Voto: 
5.0 / 10
Autore: 
Paola Andriulo
Genere: 
Etichetta: 
Noisehead/Relapse Records
Anno: 
2008
Line-Up: 

- Roberto García - Lead Vocals
- Eduardo Huertas -  Drums
- Alejandro Suarez -  Lead Guitar
- Javier Suarez -  Bass
- David Suarez -  Lead Guitar

Tracklist: 


01. Whirlwinds And Tornadoes
02. For Time Immortal
05. As She Sleeps
04. Corpse Files
05. My Little Eye
06. Eternal Torment
07. The Fury Within
08. Evil Heredity 9.
09. Poisoned Arrows
10. When It Rains
11. Scar

Enemy of Myself

The Fury

Difficile ricordarsi degli Enemy of myself: la loro poca originalità diventa nemica di se stessi.
Ma partiamo dal principio...Gli enemy of myself provengono da Madrid, e sono dediti ad una sorta di melodic death metal che risente dell’influsso di gruppi come Dark Tranquillity, Soilwork, In Flames.
Un melodic death metal che, però, oltre a risentire di varie influenze,  riesce a parlare poco di sè, riesce a trasmettere molto poco di personale, di peculiare. Purtroppo gli Enemy of myself non sono nè i primi nè gli ultimi musicisti poco originali del panorama metal degli ultimi anni; purtroppo tante sono le band che sperano di restare impresse creando un sound clone di altre band.

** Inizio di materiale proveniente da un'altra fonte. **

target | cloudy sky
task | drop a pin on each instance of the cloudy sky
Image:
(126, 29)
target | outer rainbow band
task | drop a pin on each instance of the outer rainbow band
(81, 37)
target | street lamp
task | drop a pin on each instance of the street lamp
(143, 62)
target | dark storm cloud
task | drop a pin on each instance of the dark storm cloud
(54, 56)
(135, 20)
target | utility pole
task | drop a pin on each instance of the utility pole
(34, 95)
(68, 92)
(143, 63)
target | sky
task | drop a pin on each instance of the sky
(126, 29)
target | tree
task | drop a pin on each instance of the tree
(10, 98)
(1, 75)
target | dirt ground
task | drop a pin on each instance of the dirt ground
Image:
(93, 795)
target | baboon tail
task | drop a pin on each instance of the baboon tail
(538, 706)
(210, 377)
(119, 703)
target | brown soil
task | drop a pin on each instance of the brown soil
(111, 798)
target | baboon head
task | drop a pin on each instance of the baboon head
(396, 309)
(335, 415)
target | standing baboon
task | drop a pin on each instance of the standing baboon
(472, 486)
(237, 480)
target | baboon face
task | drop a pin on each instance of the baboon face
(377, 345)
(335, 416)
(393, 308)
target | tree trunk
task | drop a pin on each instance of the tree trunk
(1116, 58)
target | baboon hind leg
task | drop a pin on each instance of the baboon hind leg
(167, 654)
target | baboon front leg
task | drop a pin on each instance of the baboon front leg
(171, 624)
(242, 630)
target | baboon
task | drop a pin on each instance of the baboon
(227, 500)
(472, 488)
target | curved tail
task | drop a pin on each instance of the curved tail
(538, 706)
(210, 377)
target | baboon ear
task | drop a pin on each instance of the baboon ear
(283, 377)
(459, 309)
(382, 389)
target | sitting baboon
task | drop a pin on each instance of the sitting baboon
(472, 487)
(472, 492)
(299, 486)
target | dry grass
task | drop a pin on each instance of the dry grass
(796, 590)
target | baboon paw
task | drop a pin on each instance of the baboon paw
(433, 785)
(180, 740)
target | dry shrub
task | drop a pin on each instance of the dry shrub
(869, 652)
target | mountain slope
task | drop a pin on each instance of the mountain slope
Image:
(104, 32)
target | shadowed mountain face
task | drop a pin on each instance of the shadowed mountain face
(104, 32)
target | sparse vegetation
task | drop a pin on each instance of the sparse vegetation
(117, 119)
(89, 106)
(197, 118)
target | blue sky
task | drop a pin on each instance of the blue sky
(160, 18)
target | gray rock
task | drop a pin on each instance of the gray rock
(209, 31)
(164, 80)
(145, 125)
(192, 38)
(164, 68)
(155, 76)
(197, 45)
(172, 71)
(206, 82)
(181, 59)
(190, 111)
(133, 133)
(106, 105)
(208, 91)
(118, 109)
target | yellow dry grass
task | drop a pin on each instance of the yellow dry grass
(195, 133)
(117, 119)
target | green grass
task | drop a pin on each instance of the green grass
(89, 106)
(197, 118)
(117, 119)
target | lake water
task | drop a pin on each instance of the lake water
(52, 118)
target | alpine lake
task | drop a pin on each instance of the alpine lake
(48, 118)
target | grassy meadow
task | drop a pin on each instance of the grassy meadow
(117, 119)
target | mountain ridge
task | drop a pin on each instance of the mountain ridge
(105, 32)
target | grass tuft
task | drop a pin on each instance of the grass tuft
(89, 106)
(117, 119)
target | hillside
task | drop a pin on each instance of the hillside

Per giustificare questo giudizio poco positivo partiamo proprio dai primi due brani, Whirlwinds And Tornadoes e For Time Immortal: il primo, il biglietto da visita della band spagnola, parte con una voce a metà tra growl, scream fastidioso e, in alcuni momenti del pezzo, anche un timbro più melodico che non dà prova di un’evidente personalità. Lo stesso dicasi a proposito della voce anche nel secondo brano (così come in nell’intero lavoro): è un timbro che non riesce a convincere, che non buca l’amplificatore, un timbro ibrido di influenze che non esplode; il sound, tanto nel primo quanto nel secondo brano, è piatto, monotono, scontato.
As She Sleeps, terzo pezzo, non dice nulla di nuovo: abbastanza orecchiabile musicalmente, peggiorato dallo scream alquanto fastidioso, pezzo troppo lungo per quello che in realtà trasmette (sarebbe stato sufficiente farlo durare 3 minuti anzichè 5).

Personalmente mi sfugge il carattere di The Fury: non è facile trovare qualche pezzo memorabile, qualche aspetto significativo; proseguendo nell’ascolto non ci sono prove di grande creatività da parte della band. Forse tra tutti i brani spicca l’ottavo Evil Heredity: all’inizio sembra quasi allontanarsi dagli altri scontati riff, ed in effetti in generale è un brano più vivace e accattivante rispetto agli altri, è un brano che cattura maggiormente l’attenzione dell’ascoltatore, anche se anche in questo caso probabilmente il messaggio sarebbe stato trasmesso meglio se il brano fosse durato meno. Putroppo sì, The Fury è troppo logorroico, troppo pedante, fino al nono pezzo al primo ascolto pare di sentire un unico pezzo monocorde. Il decimo brano When It Rains, nonostante non sia un capolavoro quanto a fantasia, è comunque una ventata di novità all’interno di The fury: si respira con questo brano un’aria del tutto diversa; anche le influenze cambiano, sembra di essere lontani dal death metal se non fosse per quello scream che riaffora spesso e che purtroppo risulta a volte cacofonico (molto meglio il growl). The Fury mette un punto con Scar, che insieme a When It rains lascia (nonostante la ripetitività del disco) un ricordo vagamente piacevole al pubblico.

Nulla di particolarmente innovativo dunque in The fury, un album con pochi brani accattivanti e poca fantasia, e un esempio di come la ripetitività e la mancanza di creatività possano essere nemiche della musica.